Ismail Royer, the American Islamist who plead guilty to criminal charges related to his activities in the Virginia Jihad Network, appears to have asked a compatriot to pass on a letter he wrote to a "brother." I won't link to the original post (because the blogger is an Islamist), but you can copy and paste the URL in order to read it for yourself. You may be surprised:
http://umarlee.com/2007/06/17/letter-from-ismail-royer-to-a-brother/
You raise some interesting points in your letter. I’ll begin by saying, it’s very heartening to hear of a Muslim majoring in English, which is really an aspect of the study of the soul of man. Walt Whitman said, “Viewed freely, the English language is the accretion & growth of every dialect, race & range of time, and is the culling & composition of all. From this point of view, it stands for Language in the largest sense, & is really the greatest of all studies.” This sounds politically incorrect now, but there’s a lot of truth in it - excepting, of course, classical Arabic’s role as the master key to our religion.
Royer then offers some (standard, but good) writing advice:
Some advice: declare bad writing your enemy. Read Orwell’s “Politics & the English Language” & Strunck & White’s booklet. Read good writing, like Hemingway, Mark Twain, Faulkner, Fitzgerald, etc. Eliminate jargon & excess words. Avoid words of Latin & Greek origin if an Anglo-Saxon word will do.

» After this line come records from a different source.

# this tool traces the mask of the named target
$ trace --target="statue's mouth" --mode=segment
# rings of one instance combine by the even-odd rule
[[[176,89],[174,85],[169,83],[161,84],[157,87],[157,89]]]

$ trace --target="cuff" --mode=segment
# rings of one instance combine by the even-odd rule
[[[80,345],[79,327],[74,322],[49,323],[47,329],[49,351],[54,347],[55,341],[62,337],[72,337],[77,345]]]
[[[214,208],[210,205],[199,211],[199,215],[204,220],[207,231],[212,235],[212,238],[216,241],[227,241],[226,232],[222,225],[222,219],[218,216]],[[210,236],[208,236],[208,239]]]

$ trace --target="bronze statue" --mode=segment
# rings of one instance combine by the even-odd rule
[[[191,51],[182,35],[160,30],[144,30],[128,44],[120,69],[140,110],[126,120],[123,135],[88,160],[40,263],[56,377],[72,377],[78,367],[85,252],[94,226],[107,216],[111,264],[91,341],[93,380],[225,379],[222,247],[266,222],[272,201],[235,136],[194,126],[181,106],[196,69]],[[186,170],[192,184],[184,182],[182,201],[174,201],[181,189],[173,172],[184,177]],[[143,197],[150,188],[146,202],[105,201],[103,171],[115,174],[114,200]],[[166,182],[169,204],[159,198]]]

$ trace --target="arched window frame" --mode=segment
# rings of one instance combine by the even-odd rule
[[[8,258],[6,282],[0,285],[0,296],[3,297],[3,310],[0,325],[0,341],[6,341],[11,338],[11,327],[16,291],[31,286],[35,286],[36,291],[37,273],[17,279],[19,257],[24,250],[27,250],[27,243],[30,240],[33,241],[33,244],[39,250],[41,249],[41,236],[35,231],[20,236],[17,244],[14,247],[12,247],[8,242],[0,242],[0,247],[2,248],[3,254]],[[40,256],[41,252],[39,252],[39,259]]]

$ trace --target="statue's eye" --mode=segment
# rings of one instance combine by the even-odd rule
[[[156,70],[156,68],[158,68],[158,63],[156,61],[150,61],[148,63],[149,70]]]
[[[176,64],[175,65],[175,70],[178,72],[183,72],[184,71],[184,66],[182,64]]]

He goes on to offer reading suggestions:
I would start with Dostoevsky (Notes from Underground, Crime & Punishment, Brother Karamazov) & Kierkegaard (The Sickness Unto Death, The Concept of Anxiety), they are key.
Then, Balzac (Pere Goriot, etc.), Flaubert (Madame Bovary), Turgenev (Fathers & Sons), Melville (Bartleby). Certainly Kafka & Orwell, & Nietzsche.
I realize most of that is not originally English. They are some of my favorite examples. And beyond them, if you read any of the good writers writing from the early to mid 1800’s to the early 1900’s (i.e. Dickens, James), you will gain insight into how society was beginning to change.
Too much 19th century literature on the list. His thinking shows the influence of that glorious and depressing age; there's the cynicism of modernity, and the despair of its lukewarm Deism.
He ends with this flourish:
Modern man’s distance from God, & its effect on the individual soul & society, was also a central theme of Dostoevsky. He wrote in Crime & Punishment of a young man, a political radical who commits a horrible crime, his “heart unhinged by theories”. In Brothers Karamazov, he wrote: “Much on earth is concealed from us, but in place of it we have been granted a secret, mysterious sense of our living bond with the other world, with the higher heavenly world, & the roots of our thoughts & feedings are not here but in other worlds. That is why philosophers say it is impossible on earth to conceive the essence of things. God took seeds from the other worlds & sowed them on this earth, & raised up his garden, & everything that could sprout sprouted, but it lives & grows only through its sense of being in touch with other mysterious worlds; if this sense is weakened or destroyed in you, that which has grown up in you dies. Then you become indifferent to life, & even come to hate it.”
You asked about how the existentialists’ thought has influenced the modern world, & I would say not much. They recorded their observations & we continued on our course. (An exception may be Nietzsche, who may have hurried us along.) What we must do now, in the Age of Despair, is study these authors to become intimately familiar with ourselves & modern man. I believe this is much more fruitful, from the point of view of “fiqh al-waaqia,” then obsessing over distorted “shadows on the wall” cranked out by the news media.
How many Royers are being made in our humanities departments? Where they train students to recognize despair, but not to declare beauty. Perhaps a little more Chaucer and Wordsworth and a lot less Nietzsche would have helped guide Royer on a path different from the one he chose, one that was leading him to fight against fellow Americans in Afghanistan.